Со мной такое случалось нечасто – когда я не знала, что сказать. Утешать я не умела, сочувствовала – не лучше… Потому невольно вырвалось:

– Никто из нас не вечен. И когда-нибудь ты встретишься с теми, кого потерял, там, за гранью. Но пока есть возможность жить – живи. И так ярко, чтобы демоны тебе завидовали!

– Звучит как девиз, – усмехнулся пепельный.

– Вообще-то это тост, – поправила я. – Его в канун Новогодия всегда произносила моя прабабка за семейным ужином.

– И как она жила? Ярко? – полюбопытствовал раненый.

– Почему жила? – приподняла я брови. – Живет до сих пор.

– И в чем же секрет ее долголетия? – полюбопытствовал пепельный.

– Овсянка и прадед, – охотно ответила я и пояснила: – Овсянка – для крепкого сердца, а прадед – для всего остального.

Прозвучало это так двусмысленно, что я как-то разом вспомнила, на чем я сижу, а главное – в каком виде…

Так. Засиделась я что-то…

Медленно, чтоб не потревожить рану, начала вставать и…

– Ай! – вырвалось непроизвольно.

Все оттого, что мои каштановые волосы умудрились перепутаться со светлыми, а я, в свою очередь, напрочь об этом забыть. Так что пришлось потратить время, распутывая колтун, стоя при этом в позе вопросительной руны.

Наконец я выпрямилась, одернула юбку, чувствуя, как в груди под заинтересованным и немного насмешливым взглядом пепельного рождается доселе неведомое чувство – смущение. Чтобы задавить его в зародыше, напустив на себя деловой тон, произнесла:

– Тебя надо зашить еще раз и перевязать, а потом вытащить проклятие. Иначе рана снова разойдется. Так что я сейчас схожу за лекарской котомкой и вернусь…

С этими словами я развернулась на пятках и уже сделала шаг к лестнице, как мне в спину прилетело:

– Рангер…

– Что? – Я невольно остановилась и обернулась.

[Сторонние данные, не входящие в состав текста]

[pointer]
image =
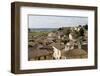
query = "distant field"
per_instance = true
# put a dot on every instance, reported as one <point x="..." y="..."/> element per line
<point x="38" y="33"/>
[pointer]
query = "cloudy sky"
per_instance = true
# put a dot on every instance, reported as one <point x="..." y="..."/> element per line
<point x="42" y="21"/>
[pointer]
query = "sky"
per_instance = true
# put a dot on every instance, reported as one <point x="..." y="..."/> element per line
<point x="42" y="21"/>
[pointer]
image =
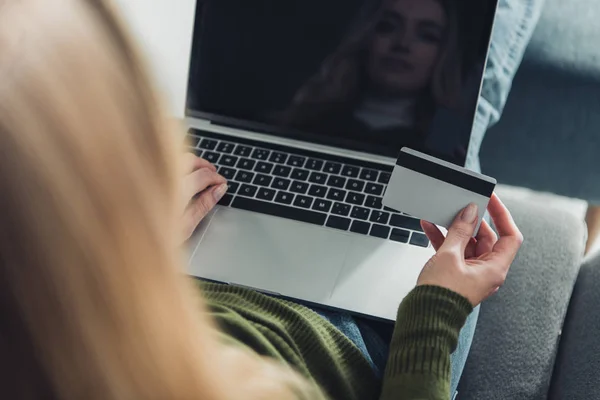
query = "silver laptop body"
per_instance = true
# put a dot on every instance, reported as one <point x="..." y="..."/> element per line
<point x="302" y="242"/>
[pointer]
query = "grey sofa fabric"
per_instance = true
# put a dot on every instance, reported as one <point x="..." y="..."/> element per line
<point x="549" y="135"/>
<point x="577" y="373"/>
<point x="518" y="331"/>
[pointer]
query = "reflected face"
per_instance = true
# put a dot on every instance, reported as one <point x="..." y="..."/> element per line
<point x="406" y="45"/>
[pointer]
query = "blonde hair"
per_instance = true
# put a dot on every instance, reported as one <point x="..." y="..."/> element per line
<point x="339" y="83"/>
<point x="94" y="302"/>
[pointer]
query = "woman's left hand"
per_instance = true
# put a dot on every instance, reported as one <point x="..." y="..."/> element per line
<point x="203" y="188"/>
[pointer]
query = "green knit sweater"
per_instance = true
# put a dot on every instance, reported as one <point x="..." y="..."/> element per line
<point x="428" y="323"/>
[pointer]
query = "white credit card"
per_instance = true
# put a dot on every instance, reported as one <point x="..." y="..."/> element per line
<point x="434" y="190"/>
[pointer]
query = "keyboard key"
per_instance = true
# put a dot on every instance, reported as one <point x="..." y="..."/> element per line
<point x="316" y="177"/>
<point x="384" y="177"/>
<point x="403" y="221"/>
<point x="263" y="180"/>
<point x="317" y="191"/>
<point x="192" y="140"/>
<point x="277" y="210"/>
<point x="299" y="174"/>
<point x="225" y="147"/>
<point x="338" y="222"/>
<point x="265" y="194"/>
<point x="246" y="163"/>
<point x="284" y="198"/>
<point x="341" y="209"/>
<point x="350" y="171"/>
<point x="247" y="190"/>
<point x="227" y="173"/>
<point x="229" y="161"/>
<point x="368" y="175"/>
<point x="244" y="176"/>
<point x="322" y="205"/>
<point x="278" y="157"/>
<point x="232" y="187"/>
<point x="332" y="168"/>
<point x="380" y="231"/>
<point x="208" y="144"/>
<point x="225" y="200"/>
<point x="380" y="217"/>
<point x="296" y="161"/>
<point x="336" y="194"/>
<point x="336" y="181"/>
<point x="418" y="239"/>
<point x="315" y="165"/>
<point x="211" y="157"/>
<point x="242" y="150"/>
<point x="299" y="187"/>
<point x="198" y="153"/>
<point x="260" y="154"/>
<point x="355" y="198"/>
<point x="303" y="201"/>
<point x="281" y="184"/>
<point x="281" y="170"/>
<point x="264" y="167"/>
<point x="400" y="235"/>
<point x="360" y="213"/>
<point x="374" y="202"/>
<point x="374" y="188"/>
<point x="355" y="185"/>
<point x="360" y="227"/>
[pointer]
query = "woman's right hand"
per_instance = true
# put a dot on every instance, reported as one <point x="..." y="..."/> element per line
<point x="473" y="268"/>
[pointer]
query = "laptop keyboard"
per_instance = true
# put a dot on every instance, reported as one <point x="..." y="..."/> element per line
<point x="306" y="186"/>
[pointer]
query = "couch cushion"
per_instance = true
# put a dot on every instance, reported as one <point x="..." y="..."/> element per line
<point x="547" y="139"/>
<point x="576" y="372"/>
<point x="517" y="335"/>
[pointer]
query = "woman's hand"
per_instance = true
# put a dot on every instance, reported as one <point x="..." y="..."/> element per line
<point x="473" y="268"/>
<point x="203" y="187"/>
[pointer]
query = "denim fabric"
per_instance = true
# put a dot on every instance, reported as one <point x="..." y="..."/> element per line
<point x="373" y="341"/>
<point x="513" y="28"/>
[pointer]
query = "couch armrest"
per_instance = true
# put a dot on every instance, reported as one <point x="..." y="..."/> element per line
<point x="517" y="335"/>
<point x="578" y="362"/>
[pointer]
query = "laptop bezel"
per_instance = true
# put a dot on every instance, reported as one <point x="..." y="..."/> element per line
<point x="297" y="134"/>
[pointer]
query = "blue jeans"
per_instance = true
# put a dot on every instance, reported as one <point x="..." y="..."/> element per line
<point x="374" y="344"/>
<point x="513" y="28"/>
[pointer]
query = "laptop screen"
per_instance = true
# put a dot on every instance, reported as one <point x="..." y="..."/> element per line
<point x="371" y="75"/>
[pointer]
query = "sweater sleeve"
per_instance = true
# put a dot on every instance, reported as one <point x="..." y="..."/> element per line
<point x="427" y="327"/>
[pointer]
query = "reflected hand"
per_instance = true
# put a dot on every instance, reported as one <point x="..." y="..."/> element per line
<point x="472" y="267"/>
<point x="203" y="187"/>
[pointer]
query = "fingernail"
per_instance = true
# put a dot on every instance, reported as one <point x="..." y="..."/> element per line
<point x="219" y="192"/>
<point x="469" y="214"/>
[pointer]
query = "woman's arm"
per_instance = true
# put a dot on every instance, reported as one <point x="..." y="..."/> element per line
<point x="463" y="272"/>
<point x="429" y="321"/>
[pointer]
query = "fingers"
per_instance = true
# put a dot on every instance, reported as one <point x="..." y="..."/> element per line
<point x="200" y="207"/>
<point x="433" y="233"/>
<point x="192" y="163"/>
<point x="198" y="181"/>
<point x="511" y="237"/>
<point x="486" y="239"/>
<point x="462" y="229"/>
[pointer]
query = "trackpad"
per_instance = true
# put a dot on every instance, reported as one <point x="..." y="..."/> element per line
<point x="269" y="253"/>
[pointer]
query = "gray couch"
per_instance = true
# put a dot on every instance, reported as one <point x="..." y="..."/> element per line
<point x="548" y="140"/>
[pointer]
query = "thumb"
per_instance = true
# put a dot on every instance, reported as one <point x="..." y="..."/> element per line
<point x="462" y="229"/>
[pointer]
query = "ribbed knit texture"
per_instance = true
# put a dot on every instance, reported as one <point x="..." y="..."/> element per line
<point x="428" y="324"/>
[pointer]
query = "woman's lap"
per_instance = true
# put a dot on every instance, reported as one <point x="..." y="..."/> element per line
<point x="514" y="25"/>
<point x="372" y="339"/>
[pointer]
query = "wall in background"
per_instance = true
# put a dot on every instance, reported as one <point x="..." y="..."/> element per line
<point x="164" y="29"/>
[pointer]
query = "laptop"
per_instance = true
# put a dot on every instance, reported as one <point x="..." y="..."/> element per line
<point x="303" y="106"/>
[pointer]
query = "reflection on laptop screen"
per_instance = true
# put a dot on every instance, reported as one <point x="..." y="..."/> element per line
<point x="375" y="75"/>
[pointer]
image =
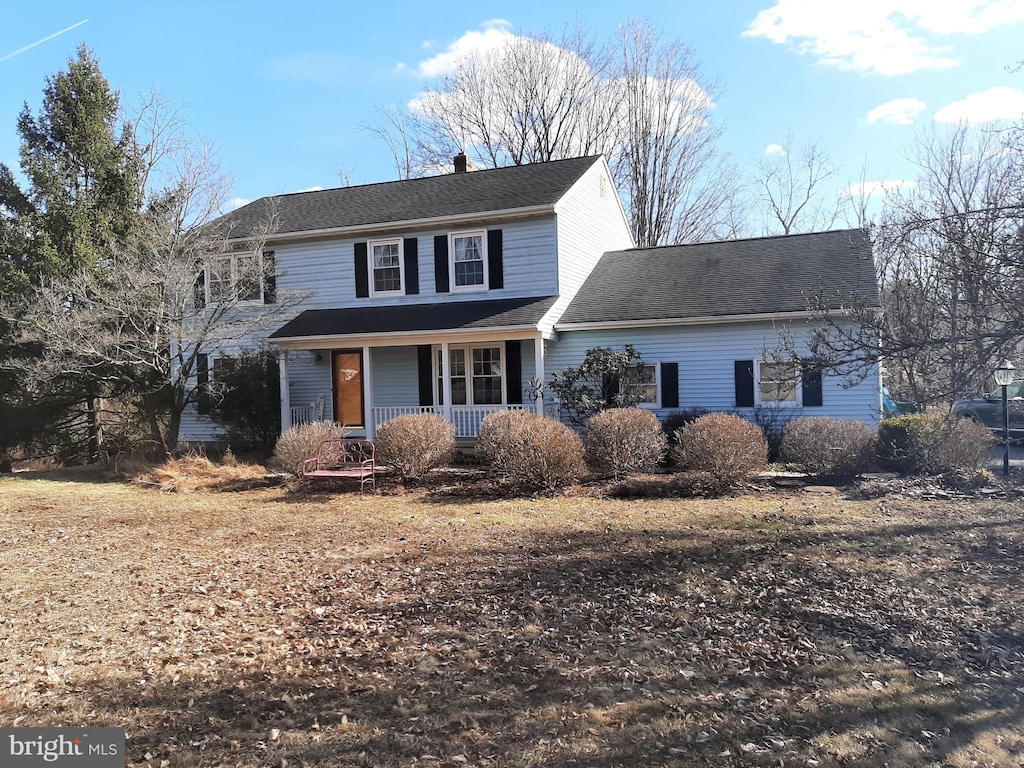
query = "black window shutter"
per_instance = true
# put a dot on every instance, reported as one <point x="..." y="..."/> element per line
<point x="200" y="290"/>
<point x="496" y="278"/>
<point x="670" y="385"/>
<point x="361" y="271"/>
<point x="513" y="371"/>
<point x="812" y="387"/>
<point x="203" y="383"/>
<point x="744" y="383"/>
<point x="411" y="253"/>
<point x="440" y="264"/>
<point x="425" y="364"/>
<point x="269" y="279"/>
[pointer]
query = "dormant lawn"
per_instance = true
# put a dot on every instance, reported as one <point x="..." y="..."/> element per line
<point x="270" y="628"/>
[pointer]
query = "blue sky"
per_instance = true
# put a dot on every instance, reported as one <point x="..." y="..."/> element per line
<point x="281" y="88"/>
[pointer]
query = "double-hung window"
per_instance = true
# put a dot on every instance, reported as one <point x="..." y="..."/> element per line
<point x="387" y="266"/>
<point x="235" y="276"/>
<point x="468" y="260"/>
<point x="475" y="373"/>
<point x="641" y="384"/>
<point x="777" y="383"/>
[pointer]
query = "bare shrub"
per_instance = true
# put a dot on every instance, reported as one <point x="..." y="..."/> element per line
<point x="530" y="452"/>
<point x="725" y="446"/>
<point x="301" y="442"/>
<point x="932" y="443"/>
<point x="828" y="448"/>
<point x="623" y="440"/>
<point x="676" y="419"/>
<point x="416" y="443"/>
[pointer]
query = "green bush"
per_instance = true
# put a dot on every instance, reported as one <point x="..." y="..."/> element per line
<point x="932" y="443"/>
<point x="529" y="452"/>
<point x="624" y="440"/>
<point x="414" y="444"/>
<point x="725" y="446"/>
<point x="301" y="442"/>
<point x="827" y="448"/>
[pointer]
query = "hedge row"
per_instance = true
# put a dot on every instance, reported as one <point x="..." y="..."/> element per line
<point x="529" y="453"/>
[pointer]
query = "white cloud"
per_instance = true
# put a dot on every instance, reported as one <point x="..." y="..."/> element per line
<point x="493" y="35"/>
<point x="898" y="111"/>
<point x="995" y="103"/>
<point x="886" y="37"/>
<point x="873" y="188"/>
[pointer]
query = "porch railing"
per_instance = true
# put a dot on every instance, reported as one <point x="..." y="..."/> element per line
<point x="465" y="418"/>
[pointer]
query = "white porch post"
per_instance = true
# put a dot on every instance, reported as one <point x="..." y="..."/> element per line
<point x="286" y="399"/>
<point x="368" y="394"/>
<point x="445" y="381"/>
<point x="539" y="371"/>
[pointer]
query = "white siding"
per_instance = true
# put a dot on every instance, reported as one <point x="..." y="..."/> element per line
<point x="324" y="272"/>
<point x="706" y="355"/>
<point x="591" y="221"/>
<point x="396" y="376"/>
<point x="308" y="379"/>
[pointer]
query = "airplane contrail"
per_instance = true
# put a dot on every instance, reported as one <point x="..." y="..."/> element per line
<point x="40" y="42"/>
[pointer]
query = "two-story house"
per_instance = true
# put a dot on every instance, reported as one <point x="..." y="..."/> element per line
<point x="452" y="294"/>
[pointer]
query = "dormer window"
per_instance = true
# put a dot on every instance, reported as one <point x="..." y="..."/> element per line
<point x="387" y="264"/>
<point x="469" y="260"/>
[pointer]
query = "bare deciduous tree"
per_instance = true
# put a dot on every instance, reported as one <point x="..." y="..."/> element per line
<point x="790" y="186"/>
<point x="637" y="100"/>
<point x="948" y="254"/>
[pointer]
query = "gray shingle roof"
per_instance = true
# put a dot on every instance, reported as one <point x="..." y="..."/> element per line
<point x="452" y="195"/>
<point x="492" y="314"/>
<point x="743" y="276"/>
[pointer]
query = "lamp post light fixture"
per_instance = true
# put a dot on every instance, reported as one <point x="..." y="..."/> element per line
<point x="1004" y="378"/>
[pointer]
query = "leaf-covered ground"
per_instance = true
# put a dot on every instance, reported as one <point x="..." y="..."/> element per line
<point x="267" y="628"/>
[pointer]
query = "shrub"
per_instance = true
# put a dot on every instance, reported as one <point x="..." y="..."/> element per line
<point x="725" y="446"/>
<point x="828" y="448"/>
<point x="676" y="419"/>
<point x="530" y="452"/>
<point x="624" y="440"/>
<point x="932" y="442"/>
<point x="772" y="420"/>
<point x="415" y="444"/>
<point x="301" y="442"/>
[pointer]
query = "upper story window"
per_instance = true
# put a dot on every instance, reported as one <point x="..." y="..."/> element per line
<point x="387" y="265"/>
<point x="778" y="383"/>
<point x="468" y="260"/>
<point x="236" y="278"/>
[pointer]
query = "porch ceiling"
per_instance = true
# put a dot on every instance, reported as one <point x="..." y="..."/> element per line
<point x="495" y="314"/>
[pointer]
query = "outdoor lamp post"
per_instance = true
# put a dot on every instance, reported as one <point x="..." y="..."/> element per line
<point x="1005" y="377"/>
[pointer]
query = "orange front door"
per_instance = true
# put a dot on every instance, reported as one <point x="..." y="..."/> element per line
<point x="348" y="387"/>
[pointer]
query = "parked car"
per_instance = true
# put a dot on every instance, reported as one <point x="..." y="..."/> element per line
<point x="988" y="410"/>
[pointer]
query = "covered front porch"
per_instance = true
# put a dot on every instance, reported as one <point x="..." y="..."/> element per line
<point x="363" y="380"/>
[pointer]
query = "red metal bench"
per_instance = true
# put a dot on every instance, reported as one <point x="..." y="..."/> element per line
<point x="343" y="460"/>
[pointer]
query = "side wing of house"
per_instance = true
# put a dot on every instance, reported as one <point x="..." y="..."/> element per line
<point x="725" y="326"/>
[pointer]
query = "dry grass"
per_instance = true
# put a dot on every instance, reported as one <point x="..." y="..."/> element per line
<point x="194" y="472"/>
<point x="267" y="628"/>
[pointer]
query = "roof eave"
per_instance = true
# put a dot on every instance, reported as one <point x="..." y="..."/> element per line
<point x="702" y="321"/>
<point x="463" y="219"/>
<point x="399" y="338"/>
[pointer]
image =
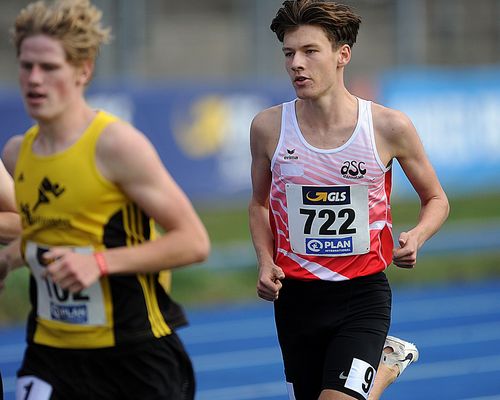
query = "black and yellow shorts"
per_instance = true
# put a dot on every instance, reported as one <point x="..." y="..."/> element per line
<point x="148" y="370"/>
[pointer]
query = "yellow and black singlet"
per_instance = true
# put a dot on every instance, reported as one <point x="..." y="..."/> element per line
<point x="65" y="201"/>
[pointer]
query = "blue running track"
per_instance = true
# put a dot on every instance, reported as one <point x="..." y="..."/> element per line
<point x="236" y="356"/>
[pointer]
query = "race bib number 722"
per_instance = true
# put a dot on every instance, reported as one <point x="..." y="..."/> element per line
<point x="328" y="220"/>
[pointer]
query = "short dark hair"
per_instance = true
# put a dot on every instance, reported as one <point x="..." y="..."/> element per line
<point x="340" y="22"/>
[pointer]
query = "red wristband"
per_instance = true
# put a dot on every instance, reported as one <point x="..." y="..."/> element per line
<point x="101" y="263"/>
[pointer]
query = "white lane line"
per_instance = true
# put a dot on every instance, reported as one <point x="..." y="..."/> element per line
<point x="245" y="392"/>
<point x="454" y="335"/>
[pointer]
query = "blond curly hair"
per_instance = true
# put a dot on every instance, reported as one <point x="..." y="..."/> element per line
<point x="76" y="23"/>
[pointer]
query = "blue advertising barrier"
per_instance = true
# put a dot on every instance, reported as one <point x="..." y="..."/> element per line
<point x="457" y="114"/>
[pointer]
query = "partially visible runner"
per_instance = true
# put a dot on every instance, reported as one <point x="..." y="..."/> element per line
<point x="320" y="213"/>
<point x="89" y="188"/>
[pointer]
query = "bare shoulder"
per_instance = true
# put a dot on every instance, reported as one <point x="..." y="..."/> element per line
<point x="10" y="152"/>
<point x="265" y="130"/>
<point x="390" y="123"/>
<point x="122" y="149"/>
<point x="268" y="119"/>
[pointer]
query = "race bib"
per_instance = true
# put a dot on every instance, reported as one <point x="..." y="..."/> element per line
<point x="328" y="220"/>
<point x="56" y="304"/>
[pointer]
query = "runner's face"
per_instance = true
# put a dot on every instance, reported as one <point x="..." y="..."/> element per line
<point x="49" y="83"/>
<point x="310" y="60"/>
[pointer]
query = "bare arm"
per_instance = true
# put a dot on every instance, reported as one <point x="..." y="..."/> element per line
<point x="401" y="141"/>
<point x="10" y="223"/>
<point x="263" y="138"/>
<point x="127" y="158"/>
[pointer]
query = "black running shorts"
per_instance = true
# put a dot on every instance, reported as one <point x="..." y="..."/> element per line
<point x="332" y="334"/>
<point x="149" y="370"/>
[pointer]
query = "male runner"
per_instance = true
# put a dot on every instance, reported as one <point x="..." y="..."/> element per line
<point x="320" y="212"/>
<point x="89" y="188"/>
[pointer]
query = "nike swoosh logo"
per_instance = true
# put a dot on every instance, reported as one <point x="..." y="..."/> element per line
<point x="342" y="375"/>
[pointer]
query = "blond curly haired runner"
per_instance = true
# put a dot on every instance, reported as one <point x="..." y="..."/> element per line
<point x="89" y="188"/>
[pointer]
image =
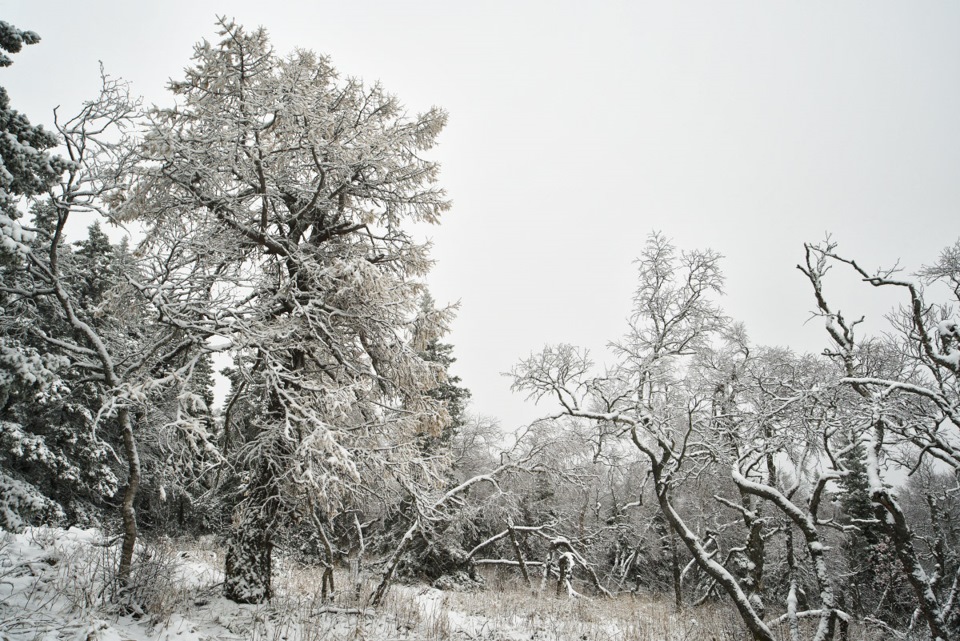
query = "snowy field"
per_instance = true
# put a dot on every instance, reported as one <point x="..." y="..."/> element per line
<point x="55" y="585"/>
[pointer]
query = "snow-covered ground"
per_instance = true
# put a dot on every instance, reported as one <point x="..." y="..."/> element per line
<point x="55" y="586"/>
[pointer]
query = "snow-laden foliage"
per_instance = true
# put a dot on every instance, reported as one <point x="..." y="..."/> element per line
<point x="284" y="191"/>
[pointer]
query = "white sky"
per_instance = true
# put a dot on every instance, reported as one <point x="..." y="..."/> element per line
<point x="748" y="127"/>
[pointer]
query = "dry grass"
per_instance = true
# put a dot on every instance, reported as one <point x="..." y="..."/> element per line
<point x="178" y="587"/>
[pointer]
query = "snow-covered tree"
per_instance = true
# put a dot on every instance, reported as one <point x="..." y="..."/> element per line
<point x="287" y="193"/>
<point x="908" y="385"/>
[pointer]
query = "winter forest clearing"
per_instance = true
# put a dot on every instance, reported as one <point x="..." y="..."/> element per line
<point x="696" y="485"/>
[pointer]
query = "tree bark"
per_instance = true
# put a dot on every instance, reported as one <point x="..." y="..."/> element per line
<point x="128" y="511"/>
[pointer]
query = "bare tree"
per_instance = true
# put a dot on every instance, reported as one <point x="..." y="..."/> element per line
<point x="289" y="191"/>
<point x="909" y="399"/>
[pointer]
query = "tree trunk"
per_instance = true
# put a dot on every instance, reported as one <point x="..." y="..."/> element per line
<point x="675" y="562"/>
<point x="248" y="574"/>
<point x="519" y="553"/>
<point x="249" y="561"/>
<point x="128" y="512"/>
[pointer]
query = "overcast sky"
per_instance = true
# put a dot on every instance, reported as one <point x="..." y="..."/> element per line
<point x="577" y="128"/>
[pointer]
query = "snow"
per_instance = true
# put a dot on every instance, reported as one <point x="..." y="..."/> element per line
<point x="52" y="583"/>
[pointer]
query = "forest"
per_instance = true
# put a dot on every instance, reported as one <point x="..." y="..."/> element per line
<point x="272" y="212"/>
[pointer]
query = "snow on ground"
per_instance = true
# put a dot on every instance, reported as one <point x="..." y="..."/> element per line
<point x="55" y="585"/>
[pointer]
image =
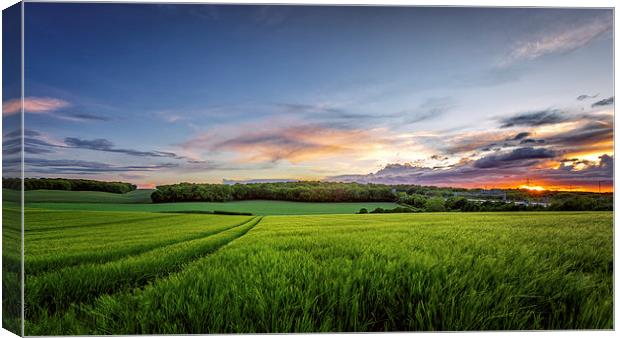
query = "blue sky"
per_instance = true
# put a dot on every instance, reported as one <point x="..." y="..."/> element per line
<point x="157" y="94"/>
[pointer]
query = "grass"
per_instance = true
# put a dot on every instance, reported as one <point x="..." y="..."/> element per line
<point x="256" y="207"/>
<point x="56" y="239"/>
<point x="62" y="196"/>
<point x="319" y="273"/>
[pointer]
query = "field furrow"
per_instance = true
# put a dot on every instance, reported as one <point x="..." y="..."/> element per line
<point x="377" y="273"/>
<point x="99" y="245"/>
<point x="55" y="291"/>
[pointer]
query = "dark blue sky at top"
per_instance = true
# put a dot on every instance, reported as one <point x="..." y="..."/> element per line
<point x="159" y="77"/>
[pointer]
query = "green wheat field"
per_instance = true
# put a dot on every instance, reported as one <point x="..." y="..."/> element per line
<point x="120" y="270"/>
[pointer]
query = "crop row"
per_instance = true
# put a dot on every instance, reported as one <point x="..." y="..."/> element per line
<point x="376" y="273"/>
<point x="55" y="291"/>
<point x="68" y="247"/>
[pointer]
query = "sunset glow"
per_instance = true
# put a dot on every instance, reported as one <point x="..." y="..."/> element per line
<point x="248" y="103"/>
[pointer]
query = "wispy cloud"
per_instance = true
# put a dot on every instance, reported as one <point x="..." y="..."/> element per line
<point x="535" y="118"/>
<point x="272" y="141"/>
<point x="64" y="166"/>
<point x="430" y="109"/>
<point x="38" y="105"/>
<point x="108" y="146"/>
<point x="605" y="102"/>
<point x="48" y="106"/>
<point x="583" y="97"/>
<point x="559" y="40"/>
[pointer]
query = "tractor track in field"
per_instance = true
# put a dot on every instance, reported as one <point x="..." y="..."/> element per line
<point x="84" y="260"/>
<point x="51" y="296"/>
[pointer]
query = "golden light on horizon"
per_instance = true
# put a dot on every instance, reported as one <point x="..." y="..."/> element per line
<point x="532" y="187"/>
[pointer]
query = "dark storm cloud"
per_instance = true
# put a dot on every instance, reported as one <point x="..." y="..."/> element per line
<point x="535" y="118"/>
<point x="519" y="136"/>
<point x="591" y="133"/>
<point x="531" y="141"/>
<point x="519" y="154"/>
<point x="464" y="171"/>
<point x="605" y="102"/>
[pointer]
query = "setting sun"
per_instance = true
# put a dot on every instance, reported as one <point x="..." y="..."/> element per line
<point x="532" y="187"/>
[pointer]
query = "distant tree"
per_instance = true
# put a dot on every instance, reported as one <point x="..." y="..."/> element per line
<point x="435" y="204"/>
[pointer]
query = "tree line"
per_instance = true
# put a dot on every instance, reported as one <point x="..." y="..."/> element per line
<point x="68" y="184"/>
<point x="309" y="191"/>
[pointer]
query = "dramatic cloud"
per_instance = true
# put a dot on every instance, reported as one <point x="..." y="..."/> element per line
<point x="519" y="136"/>
<point x="507" y="159"/>
<point x="280" y="141"/>
<point x="63" y="166"/>
<point x="40" y="105"/>
<point x="108" y="146"/>
<point x="560" y="40"/>
<point x="535" y="118"/>
<point x="591" y="133"/>
<point x="605" y="102"/>
<point x="586" y="175"/>
<point x="430" y="109"/>
<point x="586" y="96"/>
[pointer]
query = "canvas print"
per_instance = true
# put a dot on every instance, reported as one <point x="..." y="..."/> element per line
<point x="203" y="168"/>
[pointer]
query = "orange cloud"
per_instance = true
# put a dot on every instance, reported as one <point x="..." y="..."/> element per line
<point x="39" y="105"/>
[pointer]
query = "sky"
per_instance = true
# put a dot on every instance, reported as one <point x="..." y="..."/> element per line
<point x="469" y="97"/>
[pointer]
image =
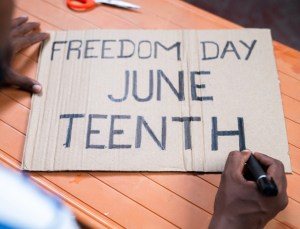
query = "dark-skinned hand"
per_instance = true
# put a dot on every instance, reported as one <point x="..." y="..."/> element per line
<point x="17" y="34"/>
<point x="238" y="203"/>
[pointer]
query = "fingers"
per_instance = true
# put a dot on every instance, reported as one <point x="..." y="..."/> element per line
<point x="23" y="42"/>
<point x="235" y="164"/>
<point x="12" y="78"/>
<point x="275" y="169"/>
<point x="24" y="34"/>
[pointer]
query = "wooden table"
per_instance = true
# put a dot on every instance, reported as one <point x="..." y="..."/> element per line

– Меня зовут Рангер, можно просто Ран, – повторил пепельный и приподнял бровь. С намеком так приподнял.

Пришлось вынужденно ответить.

– Веризия… Изи Дэйрис, – представилась я по привычке уже новой фамилией.

– То, что Дэйрис, я в курсе, – усмехнулся этот невозможный пепельный. Вот ведь язва!

Хотела ответить что-нибудь ехидное, чтобы оставить последнее слово за собой, но решила: я девушка экономная, поэтому не стоит транжирить словарный запас на всяких доходяг. Так что лишь гордо вскинула голову и направилась к лестнице.